Dolan, meanwhile, not someone low on confidence, was steamrollering his segment of the tournament. Having overcome an expensive mechanical blow-out on his 500-mile road-trip from Missouri, he was not about to bow out easily. His deck was idiosyncratic to say the least, featuring one- and two-ofs of cards, apparently with little over-arching strategy. It was, though, in the hands of its creator, not to be taken lightly. Ultimately, it would carry the bullish, bandana-wearing Dolan all the way to the finals.  

Lestrée, too, was unstoppable. Playing a deck built around the cheap-to-cast but hard-hitting creatures in red, green and blue, red’s direct-damage spells and the best ‘broken’ (Magic slang for overly powerful) cards in black, he had an extremely consistent, fast deck. Where Dolan played individual copies of cards with narrow applications, Lestrée packed his deck with four-ofs – the maximum permissible number of a card in a deck, apart from basic lands — to give himself the best chance of always drawing the cards he needed. For the time, it was very solid deck construction and would crash up against Dolan’s approach in a mouth- watering final. Says Rosewater, who along with Chris Page would transcribe the final for The Duelist, “The deck was very fast and very consistent. And Bertrand clearly was one of the best (arguably the best) in the world.”  

Playing a best-out-of-three match, Lestrée quickly imposed himself. In game one, his deck worked like a dream, pumping out a stream of fast creatures that rushed the helpless Dolan. Dolan was able to slow the onslaught with the Legends enchantment Kismet, which forced Lestrée’s cards into play already tapped and thus unusable for a turn, but it was not enough. The Frenchman was able to burn his opponent to death with the combination of cards that had sparked such frenzied debate on Usenet a year previously; Channel, plus Fireball. The former is a green sorcery spell that lets its caster trade in life points for mana. The latter is a red sorcery that does as much damage to an opponent as its caster spends in mana. The pair usually suffices to inflict a fiery death on an unwitting opponent.  

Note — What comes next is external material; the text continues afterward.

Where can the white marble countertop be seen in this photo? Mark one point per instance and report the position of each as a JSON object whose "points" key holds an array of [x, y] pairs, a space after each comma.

Dolan shrugged his sizeable shoulders and carried on unperturbed. He trusted his deck, which he had tuned with members of the Pi Kappa Phi fraternity during a stint in Ann Arbor, Michigan, studying Japanese earlier in the summer. Built for the long haul, it contained plenty of cards to keep Dolan alive until he locked up the game with one of his favourite cards, Stasis, a blue enchantment which forces players to skip their untap step. Ivory Tower, an artifact from Antiquities, would gain Dolan life to take the game long and Library of Alexandria would help him draw extra cards. In game two, Dolan was able to get his Library online and overpower Lestrée. In the deciding game, Dolan got both Library and Ivory Tower out, and was able to land a Stasis. Having neglected to pack a Strip Mine or two – the best answer to Library of Alexandria at the time — Lestrée could do little to sever Dolan’s lifeline. Despite his blistering start to the final, the maverick Frenchman was eventually forced to concede in the 20th turn of game three. Rolla beat Paris and Magic had its first-ever world champion. It was not simply a moment for the annals – but amoment that created the annals.  

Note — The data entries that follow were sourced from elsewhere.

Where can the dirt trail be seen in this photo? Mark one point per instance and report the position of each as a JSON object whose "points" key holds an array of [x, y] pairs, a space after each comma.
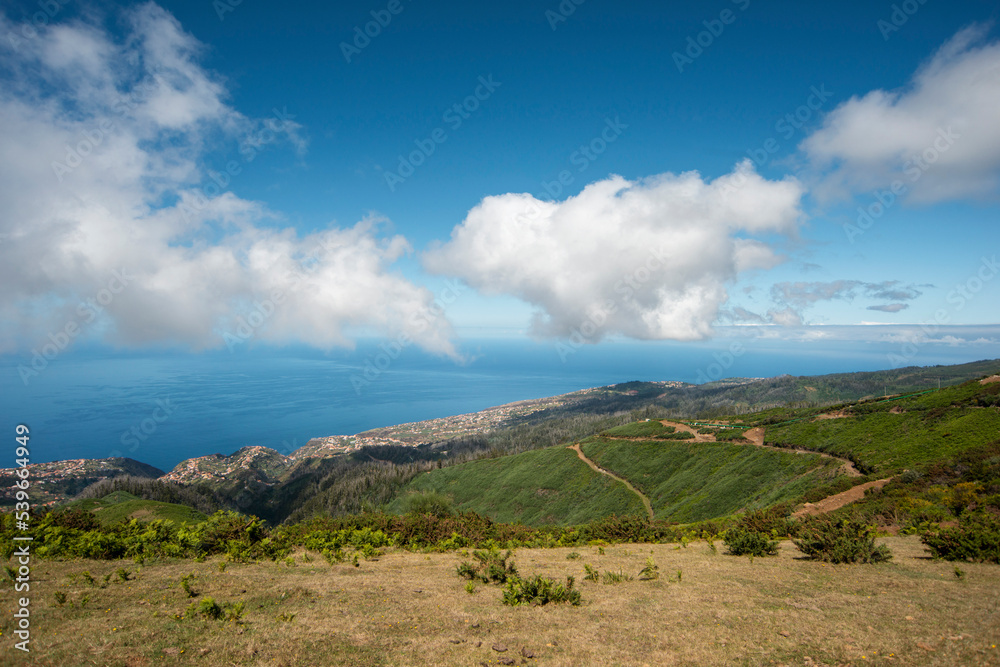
{"points": [[698, 437], [642, 496], [838, 500], [756, 437]]}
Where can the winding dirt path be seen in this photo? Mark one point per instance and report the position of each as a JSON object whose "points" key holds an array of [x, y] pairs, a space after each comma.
{"points": [[756, 437], [838, 500], [597, 468]]}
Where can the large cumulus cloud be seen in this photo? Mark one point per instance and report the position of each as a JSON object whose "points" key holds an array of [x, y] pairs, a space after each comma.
{"points": [[647, 259], [107, 202], [939, 137]]}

Magic suddenly had a history. In 12 exhilarating months, Wizards had gone from basement dwellers to world-beaters (they even had a real office now). A legion of players had fallen in love with a revolutionary game. And the world championships had conferred glory on a hastily assembled but tightly knit community. As Mark Rosewater would later write, The first Worlds had a lot of strikes against it, but it still stands out in my head as one of the golden moments in Magichistory. It was raw and unorganised but in many ways it was the beginning of a very important facet of the game. Everyone could sense the potential that Magichad for tournaments, but the first World Championships brought it all to an emotional boil […] Players really cared. Everyone seemed to get that this was the beginning of the road. Clearly, celebrations were in order.